飼い主さんは思ってたよりお元気な声で、電話に出られ、その後のことをいろいろとお話してくれました。
 
 
クックちゃんを失った悲しみから、完全には開放されてはいないようでしたが、クックちゃんのためにもクヨクヨするのだけはやめようと決め、日々、自分なりに楽しく生活することを心掛けているようでした。
 
友人たちから誘われ、カラオケとヨガを始めたらしく、その日あったことをクックちゃんの位牌に手を合わしながら、話しかけるのが日課になってるとのことでした。
 
以前より明るく健康的な生活をされてると聞き、私は少し安心したと同時に嬉しく思いました。
 
 
電話を切った後、私は自身が愛犬のランを失ったときにペットロス症候群になった小学生の頃を思い出していました。
 
そしてペットロスから立ち直るきっかけをくれた亡き父の写真が見たくなり、その日、帰宅したあと、古いアルバムをめくってみました。
 
アルバムの中に母と姉と私と亡くなった父と愛犬ラン全員が一緒に写った写真が1枚だけありました。
 
家族4人で写った写真や私と姉とランだけが写った写真はいっぱいあったのですが、家族全員で写った写真はその1枚だけでした。
 
古い写真なのでセピア色に変色していましたが、皆が笑っていてランも楽しげ表情で写真に収まっており、気が付けば30分ほど、その写真に見入っていました。
 
クックちゃんの飼い主さんを勇気付けるつもりが逆にこちらが勇気付けられる結果になり、私はアルバムを閉じました。
 
私にとっての父とラン。

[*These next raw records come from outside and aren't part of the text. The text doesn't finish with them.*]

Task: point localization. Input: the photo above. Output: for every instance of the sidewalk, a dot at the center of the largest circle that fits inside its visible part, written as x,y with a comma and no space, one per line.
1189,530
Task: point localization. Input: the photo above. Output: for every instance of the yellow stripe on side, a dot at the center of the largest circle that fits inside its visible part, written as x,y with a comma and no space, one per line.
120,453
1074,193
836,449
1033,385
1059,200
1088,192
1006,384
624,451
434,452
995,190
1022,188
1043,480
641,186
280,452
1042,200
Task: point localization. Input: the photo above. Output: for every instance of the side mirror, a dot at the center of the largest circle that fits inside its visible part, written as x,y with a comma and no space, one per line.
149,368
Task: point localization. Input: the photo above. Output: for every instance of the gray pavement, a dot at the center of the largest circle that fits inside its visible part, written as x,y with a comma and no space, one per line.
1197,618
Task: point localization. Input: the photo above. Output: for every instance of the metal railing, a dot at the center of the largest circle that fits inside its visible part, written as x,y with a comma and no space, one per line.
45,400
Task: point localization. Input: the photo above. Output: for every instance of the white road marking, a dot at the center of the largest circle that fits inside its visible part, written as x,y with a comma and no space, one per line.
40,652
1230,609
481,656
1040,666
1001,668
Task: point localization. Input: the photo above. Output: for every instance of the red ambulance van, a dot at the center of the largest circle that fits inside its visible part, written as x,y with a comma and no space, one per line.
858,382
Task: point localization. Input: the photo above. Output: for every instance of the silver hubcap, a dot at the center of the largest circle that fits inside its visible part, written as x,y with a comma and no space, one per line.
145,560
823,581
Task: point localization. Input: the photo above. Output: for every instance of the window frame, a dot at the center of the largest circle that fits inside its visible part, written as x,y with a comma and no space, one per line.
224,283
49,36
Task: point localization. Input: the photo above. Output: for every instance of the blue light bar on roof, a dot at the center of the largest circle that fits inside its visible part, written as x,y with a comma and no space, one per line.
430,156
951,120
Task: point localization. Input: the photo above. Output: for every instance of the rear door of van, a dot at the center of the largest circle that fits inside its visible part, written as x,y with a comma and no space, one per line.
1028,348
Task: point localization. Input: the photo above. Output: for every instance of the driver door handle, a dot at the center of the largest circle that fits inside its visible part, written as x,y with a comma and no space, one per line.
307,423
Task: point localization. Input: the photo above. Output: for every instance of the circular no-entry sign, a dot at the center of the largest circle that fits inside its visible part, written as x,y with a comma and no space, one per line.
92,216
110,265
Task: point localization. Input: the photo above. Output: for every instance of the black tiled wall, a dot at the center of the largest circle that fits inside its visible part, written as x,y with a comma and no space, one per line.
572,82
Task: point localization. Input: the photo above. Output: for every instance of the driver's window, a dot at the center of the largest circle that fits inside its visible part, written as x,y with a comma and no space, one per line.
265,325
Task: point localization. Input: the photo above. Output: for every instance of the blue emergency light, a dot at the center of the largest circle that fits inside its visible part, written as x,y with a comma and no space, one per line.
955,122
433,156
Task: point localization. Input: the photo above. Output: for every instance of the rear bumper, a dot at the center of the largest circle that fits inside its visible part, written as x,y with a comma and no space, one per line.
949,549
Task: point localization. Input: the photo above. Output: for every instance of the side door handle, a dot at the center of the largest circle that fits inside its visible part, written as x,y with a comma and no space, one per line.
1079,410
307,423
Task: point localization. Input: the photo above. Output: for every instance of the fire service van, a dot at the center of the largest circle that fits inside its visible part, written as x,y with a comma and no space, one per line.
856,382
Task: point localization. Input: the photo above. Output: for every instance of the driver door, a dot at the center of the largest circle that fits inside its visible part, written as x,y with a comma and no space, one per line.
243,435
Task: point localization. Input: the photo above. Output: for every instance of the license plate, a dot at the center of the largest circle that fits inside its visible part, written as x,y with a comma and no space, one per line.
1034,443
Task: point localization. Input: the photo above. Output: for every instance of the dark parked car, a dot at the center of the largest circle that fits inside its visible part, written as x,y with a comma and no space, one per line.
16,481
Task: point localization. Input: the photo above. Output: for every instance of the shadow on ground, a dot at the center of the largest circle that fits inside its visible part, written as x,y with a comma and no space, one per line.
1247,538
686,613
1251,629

飼い主さんにとってのクックちゃん。先立った者は残された者に必ず何らかのメッセージや教訓を残してくれています。
 
そのメッセージをいかにとらえ、これから自分が進むべき道に、どう一歩踏み出すかが大切だと私は思っています。
 
それはペットや大切な人を失った人すべてに言えることで、失った直後は深い悲しみに包まれ、無気力で何もやる気が起こらないことは当然だとしても、その悲しみからいつまでも抜け出せず、塞ぎこんでいては先立った者たちが浮ばれず、安心してその場を離れられませんよね。
 
私たちの仕事は毎日のようにこの悲しみの最中の人たちと向き合う仕事でもあります。
セレモニーを通じて、その悲しみを少しでも分かち合うことを心掛けながら、残された家族の方たちが新たな一歩を踏み出せることを願い、自身の体験や同じ悲しみを背負った人たちのお話をすることがあります。
 
それらの話で、少しでも、それぞれが踏み出す一歩のヒントになってもらえればと思うと同時に、それが、亡くなったペットちゃんたちが私たちに託した役割であると考えております。